First trained in English and German Studies at Friedrich Schiller University, Jena (East Germany), I later embarked on a second career in Chinese Studies at Ludwig Maximilians University in Munich, with Japanese Studies and Chinese Art and Archaeology as minors. After my doctorate in 1998, I taught at Christian Albrechts University in Kiel (where I habilitated in 2004) and Albert Ludwigs University Freiburg. Since 2007, I have been teaching in the Department of Asian Languages & Civilizations at the University of Colorado, Boulder.
My main research interests lie in the rich literature and culture of early and medieval China. My first book in English, Letter Writing & Epistolary Culture in Early Medieval China, was published by Washington University Press in 2013. The edited volume History of Chinese Epistolary Culture (Brill, 2015) collects twenty-five articles about a variety of topics throughout Chinese history. The prevalence of health reports and inquiries in Chinese personal letters sparked my research interest in illness narratives across genres in medieval China.
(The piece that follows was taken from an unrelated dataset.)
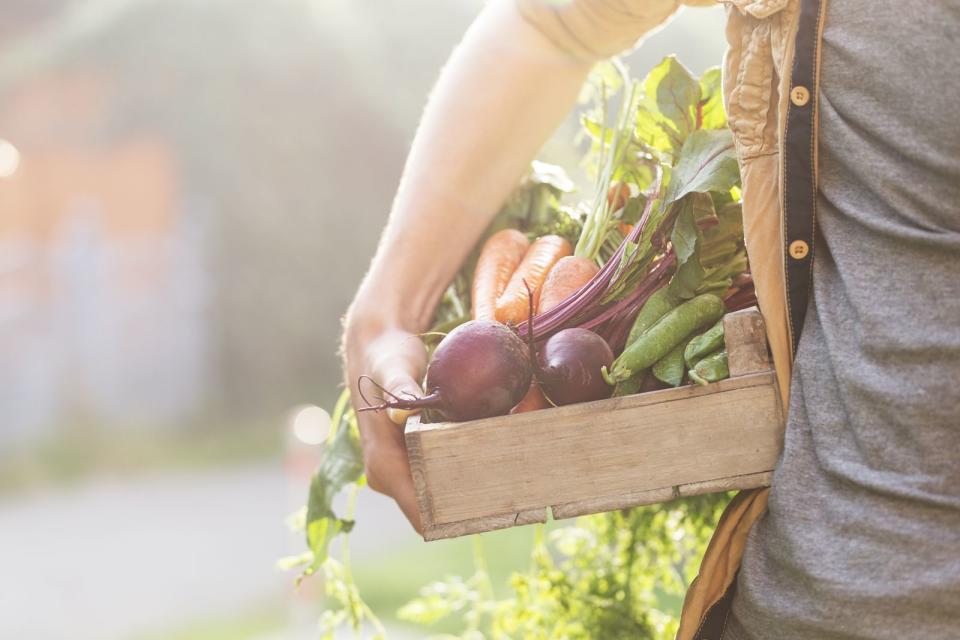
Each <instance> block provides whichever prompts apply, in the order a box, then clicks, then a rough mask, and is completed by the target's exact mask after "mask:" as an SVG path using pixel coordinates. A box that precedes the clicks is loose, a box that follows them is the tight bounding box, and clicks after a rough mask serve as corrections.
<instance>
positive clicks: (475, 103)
mask: <svg viewBox="0 0 960 640" xmlns="http://www.w3.org/2000/svg"><path fill="white" fill-rule="evenodd" d="M589 69H590V63H589V62H585V61H582V60H577V59H573V58H571V57H570V56H569V55H567V54H566V53H564V52H562V51H560V50H558V49H557V48H556V46H555V45H554V44H553V43H552V42H551V41H550V40H548V39H547V38H546V37H544V36H543V35H542V34H541V33H540V32H539V31H537V30H536V29H535V28H534V27H532V26H531V25H530V24H528V23H527V21H526V20H524V19H523V17H522V16H521V15H520V14H519V13H518V12H517V9H516V6H515V0H493V1H492V2H490V3H488V4H487V5H486V6H485V8H484V10H483V12H482V13H481V14H480V16H479V17H478V18H477V20H476V21H475V22H474V24H473V26H471V27H470V30H469V31H468V33H467V35H466V36H465V37H464V40H463V42H461V43H460V46H458V47H457V49H456V51H455V52H454V54H453V56H452V57H451V59H450V61H449V63H448V64H447V66H446V68H445V69H444V71H443V73H441V75H440V79H439V81H438V82H437V86H436V87H435V88H434V90H433V94H432V96H431V98H430V102H429V104H428V106H427V109H426V110H425V111H424V115H423V120H422V121H421V123H420V128H419V130H418V132H417V135H416V138H415V139H414V142H413V147H412V149H411V151H410V156H409V158H408V159H407V164H406V167H405V168H404V172H403V178H402V179H401V182H400V189H399V190H398V192H397V198H396V200H395V201H394V203H393V208H392V210H391V212H390V219H389V221H388V223H387V227H386V229H385V230H384V233H383V237H382V238H381V241H380V246H379V248H378V249H377V254H376V256H374V259H373V262H372V264H371V265H370V271H369V272H368V273H367V276H366V278H364V281H363V284H362V285H361V286H360V290H359V292H358V293H357V297H356V299H355V300H354V303H353V306H352V307H351V311H350V313H349V314H348V318H347V325H346V334H345V340H344V351H345V356H346V365H347V366H346V370H347V378H348V380H347V382H348V384H349V385H350V390H351V392H352V393H351V396H352V398H353V403H354V407H362V405H363V399H362V397H361V396H360V393H359V390H358V389H357V381H358V379H359V378H360V376H362V375H367V376H370V377H371V378H373V379H374V380H376V382H377V383H378V384H380V385H383V387H385V388H386V389H387V390H388V391H390V392H391V393H394V394H396V395H398V396H401V397H402V396H403V395H404V394H407V393H410V394H414V395H419V394H420V393H421V391H420V388H419V386H418V382H419V381H420V380H421V379H422V377H423V373H424V370H425V368H426V352H425V350H424V347H423V343H422V342H421V341H420V339H419V338H417V337H416V334H418V333H421V332H423V331H426V330H427V328H428V327H429V326H430V319H431V318H432V317H433V312H434V309H435V308H436V306H437V302H438V301H439V300H440V297H441V295H442V294H443V291H444V289H446V287H447V285H448V284H449V283H450V281H451V280H452V279H453V277H454V275H455V274H456V273H457V270H459V269H460V266H461V265H462V264H463V262H464V260H466V258H467V256H468V255H469V253H470V250H471V249H472V248H473V246H474V245H475V244H476V243H477V241H478V240H479V238H480V236H481V234H482V233H483V230H484V229H485V228H486V227H487V226H488V225H489V224H490V221H491V220H492V219H493V217H494V215H495V214H496V212H497V210H498V209H499V208H500V206H501V205H502V204H503V202H504V200H506V198H507V196H508V195H509V194H510V192H511V191H512V190H513V189H514V188H515V187H516V186H517V183H518V182H519V180H520V178H521V177H522V176H523V174H524V172H525V171H526V169H527V167H528V166H529V164H530V160H532V159H533V157H534V156H535V155H536V153H537V150H538V149H540V147H541V145H543V143H544V141H545V140H546V139H547V137H548V136H549V135H550V133H551V132H552V131H553V130H554V129H555V128H556V127H557V125H558V124H559V123H560V121H561V120H562V119H563V117H564V116H565V115H566V114H567V112H568V111H569V110H570V107H571V106H572V105H573V103H574V101H575V100H576V97H577V93H578V92H579V90H580V86H581V85H582V84H583V80H584V78H586V75H587V72H588V71H589ZM368 386H369V387H370V389H368V388H367V387H368ZM363 391H364V393H368V391H371V392H375V391H376V389H375V387H374V386H373V385H366V384H365V385H364V388H363ZM368 397H369V395H368ZM372 401H373V399H372V398H371V402H372ZM358 416H359V422H360V433H361V437H362V439H363V453H364V461H365V464H366V471H367V479H368V481H369V482H370V486H371V487H372V488H373V489H375V490H377V491H379V492H381V493H385V494H386V495H388V496H391V497H392V498H394V499H395V500H396V501H397V503H398V504H399V505H400V507H401V508H402V509H403V512H404V513H405V514H406V516H407V518H409V519H410V522H412V523H413V525H414V527H416V528H417V529H418V530H419V529H420V517H419V515H420V514H419V511H418V510H417V502H416V498H415V496H414V491H413V480H412V479H411V477H410V466H409V464H408V463H407V453H406V448H405V447H404V444H403V427H402V426H399V425H396V424H393V423H392V422H390V420H389V418H388V417H387V415H386V412H373V411H365V412H362V413H359V414H358Z"/></svg>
In my forthcoming book Health & the Art of Living: Illness Narratives in Early Medieval Chinese Literature, I show how health and illness are represented in literary criticism, autobiography, correspondence, historical accounts, poetry, and religious scriptures to find out what role these representations play in larger narrative contexts and what they tell us about the medieval Chinese understanding of health and illness. For a second, related project I also look across genres—this time not so much because I am interested in a particular theme, but rather because I am exploring the role of the imagination in Chinese medieval literature and literary thought.
From 2014 to 2024 I was Editor for East Asia at the Journal of the American Oriental Society (JAOS). Since 2020, I have been President of the Early Medieval China Group.